I would simply give the NPC the stats that he or she should have. And don't worry about balancing that much - it is a very situational thing. If a group goes head-to-head with an individual, usually that individual is going down. If a prime runner ambushes a lone PC, it might not even be a fight. The prime runner rigger might be able to blow the team's rigger off the road, but will still likely get beaten down if he picks a bar fight with the group's street samurai. Prime runner does not mean invincible, or "end-of-level-boss", just someone who is very good at what he does.
Thanks for the feedback gentleman (and or ladies).

Obviously after years of playing SR I have learned how to balance opposition and eyeball a Prime Runner. That's not really the issue. Again, this is all prompted by my attempts to use Chummer, for better or worse.
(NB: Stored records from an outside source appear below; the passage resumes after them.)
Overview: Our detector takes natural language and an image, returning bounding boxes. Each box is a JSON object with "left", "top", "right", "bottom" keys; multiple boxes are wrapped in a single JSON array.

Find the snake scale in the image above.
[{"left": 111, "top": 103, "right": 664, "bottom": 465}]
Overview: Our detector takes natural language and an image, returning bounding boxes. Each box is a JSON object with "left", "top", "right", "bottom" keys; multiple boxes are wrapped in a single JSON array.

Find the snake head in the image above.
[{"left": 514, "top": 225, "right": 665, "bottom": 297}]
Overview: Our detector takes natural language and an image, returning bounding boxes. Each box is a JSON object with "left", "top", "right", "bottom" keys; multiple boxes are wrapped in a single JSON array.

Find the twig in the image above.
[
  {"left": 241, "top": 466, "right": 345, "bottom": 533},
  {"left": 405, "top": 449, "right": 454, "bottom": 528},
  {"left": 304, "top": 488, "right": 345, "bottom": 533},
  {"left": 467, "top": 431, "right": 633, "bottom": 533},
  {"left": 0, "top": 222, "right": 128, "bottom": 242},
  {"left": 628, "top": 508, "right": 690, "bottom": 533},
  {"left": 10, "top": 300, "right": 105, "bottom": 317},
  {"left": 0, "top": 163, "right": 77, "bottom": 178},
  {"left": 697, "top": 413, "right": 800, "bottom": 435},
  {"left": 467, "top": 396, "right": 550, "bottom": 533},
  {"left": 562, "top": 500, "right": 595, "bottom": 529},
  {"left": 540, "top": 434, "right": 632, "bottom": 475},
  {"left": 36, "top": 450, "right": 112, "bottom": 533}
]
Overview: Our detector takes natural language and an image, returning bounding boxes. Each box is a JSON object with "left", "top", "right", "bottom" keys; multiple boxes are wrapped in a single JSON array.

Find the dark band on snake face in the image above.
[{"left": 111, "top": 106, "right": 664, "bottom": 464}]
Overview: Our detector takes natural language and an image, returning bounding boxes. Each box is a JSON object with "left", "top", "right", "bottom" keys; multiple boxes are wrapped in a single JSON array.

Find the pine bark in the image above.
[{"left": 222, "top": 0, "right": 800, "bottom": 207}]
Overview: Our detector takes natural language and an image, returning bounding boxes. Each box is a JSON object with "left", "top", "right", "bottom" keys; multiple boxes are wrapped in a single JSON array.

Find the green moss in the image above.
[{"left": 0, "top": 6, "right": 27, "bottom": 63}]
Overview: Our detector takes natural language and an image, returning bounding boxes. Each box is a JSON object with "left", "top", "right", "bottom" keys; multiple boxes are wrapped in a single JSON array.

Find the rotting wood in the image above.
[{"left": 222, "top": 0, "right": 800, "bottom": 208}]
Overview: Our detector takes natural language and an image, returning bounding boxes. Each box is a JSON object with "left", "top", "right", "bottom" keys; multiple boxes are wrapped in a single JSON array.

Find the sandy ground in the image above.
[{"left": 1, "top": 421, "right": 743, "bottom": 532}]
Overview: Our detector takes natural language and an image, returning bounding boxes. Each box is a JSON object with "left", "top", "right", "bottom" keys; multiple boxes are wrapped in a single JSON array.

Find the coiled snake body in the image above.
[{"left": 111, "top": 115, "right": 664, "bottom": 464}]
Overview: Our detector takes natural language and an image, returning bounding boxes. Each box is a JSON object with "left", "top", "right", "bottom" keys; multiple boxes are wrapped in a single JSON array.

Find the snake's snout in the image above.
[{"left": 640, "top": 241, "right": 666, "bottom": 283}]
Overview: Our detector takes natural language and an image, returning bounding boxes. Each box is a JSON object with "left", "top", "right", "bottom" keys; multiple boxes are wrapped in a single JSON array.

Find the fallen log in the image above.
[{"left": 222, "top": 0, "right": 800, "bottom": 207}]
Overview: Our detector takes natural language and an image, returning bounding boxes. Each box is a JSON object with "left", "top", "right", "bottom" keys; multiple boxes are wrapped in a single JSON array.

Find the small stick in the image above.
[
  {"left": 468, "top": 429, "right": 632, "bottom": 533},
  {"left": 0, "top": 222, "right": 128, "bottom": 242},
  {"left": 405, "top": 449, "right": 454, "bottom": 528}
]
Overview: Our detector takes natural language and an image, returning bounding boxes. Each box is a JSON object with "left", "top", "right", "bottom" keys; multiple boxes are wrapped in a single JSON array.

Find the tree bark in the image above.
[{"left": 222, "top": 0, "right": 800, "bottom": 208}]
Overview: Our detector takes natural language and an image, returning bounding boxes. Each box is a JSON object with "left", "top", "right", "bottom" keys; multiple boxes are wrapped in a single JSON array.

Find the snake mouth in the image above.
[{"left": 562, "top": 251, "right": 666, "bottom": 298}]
But I like the 40 BP Glyph suggested. That's about the ballpark I was thinking.

Thanks again.
You could just play it by ear. Have an idea of what skill levels they should be at (as per what each skill rating represents , 5 being Expert, etc), and design it that way. You're already trying to save time, and this is supposed to be a "Prime Runner". I'm sure you've played SR long enough to have a feel for how dice pools and skills equate in actual play, so set it up for what feels right with your players level and what you want the NPC to do.
It might not be as "fair" since you're not actually being BP, but SR has never been about being "fair". That's why you geek the mage first.